After losing more key staff in recent years - including Paddy Lowe, who left his role as technical director earlier this year to head to Mercedes - McLaren have been feeling the strain of the ongoing sapping brain drain leading Whitmarsh to promise that they would bolster their technical team in coming months.

"We've been recruiting in the technical team, strengthening that quite a lot," Whitmarsh revealed last weekend in Korea. "There have been quite a few new starters already, there are some as yet unannounced that will be headline-grabbing when they get announced."

That had led some reporters to speculate last week that McLaren were targeting Ross Brawn, after the Briton was reported to have told his current team Mercedes that he was to leave at the end of the current season. However, Brown this weekend emphatically denied any talks with either McLaren or Honda about a future role, insisting that he was still undecided about his future at Brackley.

"Those discussions are on-going but we have not reached any conclusions yet," said Brawn at Suzuka on Saturday.

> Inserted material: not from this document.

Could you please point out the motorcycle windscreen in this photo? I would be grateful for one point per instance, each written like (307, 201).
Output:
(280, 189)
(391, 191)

If the speculation that Prodromou is indeed the recruit Whitmarsh had in mind when he said then and news of his departure is confirmed, then it's almost certain that Red Bull will enforce 'gardening leave' on Prodromou that will require him to sit out the whole of 2014 in order to protect the team from his taking crucial current technical secrets with him to McLaren.

In possible reference to this limbo status, Red Bull advisor Helmut Marko was quoted as saying: "Yet he does not sit in Woking!" while not explicitly confirming Prodromu's departure.

Red Bull is well known in the sport for having some of the best 'golden handcuffs' in the business, with a combination of top pay and bonuses allied to comprehensive non-compete clauses. According to Germany's Auto Motor und Sport publication, one way they ensure continued loyalty is by only paying out title-winning bonuses to employees still with the team the following February, ensuring that their key staff are keen to stick around into the next season to share in the big pay day.

Along with the overall success of the team and a lively, fun corporate culture, it helps explain why the Red Bull team structure has been so stable for the past four years since it started its imperious run of driver and constructor titles.

Prodromou's departure, if it were to be confirmed, woud be a rare chink in that that 'iron curtain' protecting the team's secrets and is likely to cost McLaren a significant amount of money to achieve. Signing Prodromou could also be a pivotal part of McLaren's rumoured ongoing plans to woo Fernando Alonso back to the team in 2015.